Se Bernard Arnault, presidente da LVMH, é identificado com o grupo empresarial (de quase 60 companhias) espalhando, assim, sua marca pessoal sobre um enorme panorama do poder corporativo, é a imagem de agitadora cultural e ousadia criativa de Miuccia Prada que fica conectada estreitamente à marca da empresa milanesa. De um proeminente negócio familiar em 1979, Miucia Prada transformou, no início dos anos 1990, de uma loja para vovós de Milão para uma visão de futuro da moda. No ano de 1993, é criada a Fundação Prada, dedicada à arte contemporânea. A grande expectativa que se criou para a abertura da Loja Prada Epicenter em Nova York, projetada pelo OMA[2], foi marcada para o outono de 2001, para ser mais preciso: meados de setembro. Os eventos de 9/11 adiaram a inauguração para dezembro. Miuccia Prada entrou em contacto com Rem Koolhaas em julho de 1999 ao conhecer o Harvard GSD (Graduate School of Design) Guide to Shopping que ele havia publicado com seus estudantes.
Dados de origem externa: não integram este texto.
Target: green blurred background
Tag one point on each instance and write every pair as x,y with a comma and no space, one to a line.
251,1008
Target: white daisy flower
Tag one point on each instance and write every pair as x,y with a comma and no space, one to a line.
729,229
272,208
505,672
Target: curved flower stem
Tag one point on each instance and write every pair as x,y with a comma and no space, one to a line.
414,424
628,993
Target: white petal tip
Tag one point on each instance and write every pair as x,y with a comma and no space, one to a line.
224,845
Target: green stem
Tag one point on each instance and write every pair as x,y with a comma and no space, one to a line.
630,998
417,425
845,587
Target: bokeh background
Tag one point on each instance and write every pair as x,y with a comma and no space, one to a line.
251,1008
A loja, com seu programa inovador (centro de compras + local de eventos culturais), uso imaginativo dos talentos da empresa de design de comunicação 2x4, uso futurístico da tecnologia e, não podemos nos esquecer, as sensacionais ofertas de produtos da moda, foi uma sensação. Mesmo se grande parte da sua ambiciosa estratégia não funcionara, o Epicenter era bastante flexível para poder ser reorganizado e reconfigurado à vontade e ainda ser um espaço inesquecível. A essa experiência, se seguiu a loja Prada de Toquio, projetada por Herzog & de Meuron[3], e os outros epicentros em cidades diversas ao redor do mundo. Da mesma forma que as grandes marcas do passado como Olivetti, também aqui a combinação de arquitetura, arte, design e engenharia é o que criou uma marca vitoriosa.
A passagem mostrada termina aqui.